I have recently started dating around, but I’m having anxiety because I know in adult relationships, sex happens quickly, and I don’t think I could have sex with a guy before we’re exclusive and especially without him understanding my situation. (Correct me if I’m wrong, but more often than not, a man and a woman will have sex during the ‘dating’ phase before they decide to become exclusive, right?) Ideally, I would like to wait to have sex until I’m in a relationship, but I feel like I will have to explain the rape to justify my wanting to wait. In addition, while I don’t feel “traumatized” by my rape, I am still affected by it to some degree and would need a guy to be sensitive to that. So, at what point in dating a guy (in his late 20s) would it be appropriate for me to tell him about my rape? How can I manage to keep things at my pace until that point? And how can I present my situation as not to overwhelm him but still be honest about the extent to which it still affects me? — Survivor
First of all, I’m very sorry to hear about your rape, and I will tell you the same thing I told another rape survivor who wrote to me last year with a similar question: if you haven’t already, I would highly recommend you speak to a therapist, preferably one who specializes in rape counseling. Much more than I can help you in a short column, a counselor can help you deal with any lingering feelings of anger, sadness, rage and fear. Even if you don’t feel “traumatized” by your experience, these are issues and feelings that you may have buried and haven’t let yourself feel yet. Even if you have, counseling will certainly help you process them in a way that allows to you move on and have “happy, healthy relationships not only with men, but with yourself and the world around you.” Before you entrust your story with a potential boyfriend, it’s really important that you allow a trained professional help you decide how and with whom to share your story.
What I wrote in my column last year can be applied to you now: “A qualified counselor can give you the tools you need for sharing your news with potential mates and dealing with their reactions. For the record, I do think the news should be shared with someone you plan to have a committed relationship with, but you need to learn when and how to share the news, first. In the meantime, I assume you’ve shared the story of your rape with your parents and close friends you trust, but if you haven’t, begin there. Start with people who have known you a long time and whose support and encouragement you can trust. While they may not have the professional tools a counselor has, they can complement the work you’ll be doing in therapy and support you on your road to healing.”
Now, while a counselor can give you tools that help you share story with potential boyfriends, it’s up to you to decide when and with whom to share it. I cannot stress this enough: sex or the desire to have sex is not a good enough reason to share your personal story with someone. In fact, both the decision to have sex and to share your story should only be made when you really trust someone. Just because some people have casual sex does not mean that everyone has casual sex or that you have to to secure a boyfriend. I’d give this advice to you whether you’d been raped or not: any guy who pressures you into having sex before you’re ready is not worth one second of your time. End of story. It doesn’t matter if it takes you months before you’re ready. It doesn’t matter if you aren’t ready until marriage. A man who respects you and is invested in having a relationship with you will wait if that’s your wish. That’s how you’ll know you can trust him. I’d also suggest that at 21, you widen your dating net and include guys who are closer to your age rather than just those in their “late 20s.” Not only does casting a wider net yield a bigger pool of men to choose from, younger, more sexually inexperienced guys may be more inclined to wait for sex, too.

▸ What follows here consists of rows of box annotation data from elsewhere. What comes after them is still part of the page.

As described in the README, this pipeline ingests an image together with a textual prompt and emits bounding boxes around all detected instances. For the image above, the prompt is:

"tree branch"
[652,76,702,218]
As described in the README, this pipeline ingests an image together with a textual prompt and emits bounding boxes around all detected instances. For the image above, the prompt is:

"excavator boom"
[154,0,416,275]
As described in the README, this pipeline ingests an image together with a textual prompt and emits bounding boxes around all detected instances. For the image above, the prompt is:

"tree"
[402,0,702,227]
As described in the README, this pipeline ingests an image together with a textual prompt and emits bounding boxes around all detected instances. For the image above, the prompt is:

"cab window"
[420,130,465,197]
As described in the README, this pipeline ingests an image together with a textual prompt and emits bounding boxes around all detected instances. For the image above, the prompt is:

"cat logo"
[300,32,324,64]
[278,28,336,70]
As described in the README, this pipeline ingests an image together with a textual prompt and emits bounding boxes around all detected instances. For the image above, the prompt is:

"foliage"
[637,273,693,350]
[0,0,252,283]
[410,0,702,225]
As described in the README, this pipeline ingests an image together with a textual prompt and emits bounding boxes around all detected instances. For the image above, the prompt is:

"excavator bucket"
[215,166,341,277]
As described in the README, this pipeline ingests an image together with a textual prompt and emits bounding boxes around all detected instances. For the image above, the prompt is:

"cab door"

Now, in case I haven’t made it clear enough: you do not owe any guy any explanation for waiting for sex other than you aren’t ready yet. That’s it. He doesn’t need to know that you were raped. He doesn’t need to know that you’ve never had consensual sex. He doesn’t even need to know how long it’s going to take before you are ready. All he needs to know is that you aren’t ready now. If he can’t respect that, he isn’t worth your time. Eventually, as you begin to trust him more, you’ll want to share these private parts — um, literally and figuratively — with him. And, again, a professional counselor can help you determine when and how the best way to do that might be. I hope this goes without saying, but when you decide you’re ready for sex, make sure you are both tested first and use protection!
Finally, the rape survivor who wrote to me last year wrote an update several months after reading my advice. Sharing her story with me and reading supportive reader comments helped her to open up with people in her life. She even contributed her story for a series on sexual assault in her college newspaper. Doing so, she said, helped her heal and to put her rape behind her. I hope in sharing your story — even just with us — you begin reaching a similar sense of closure and healing.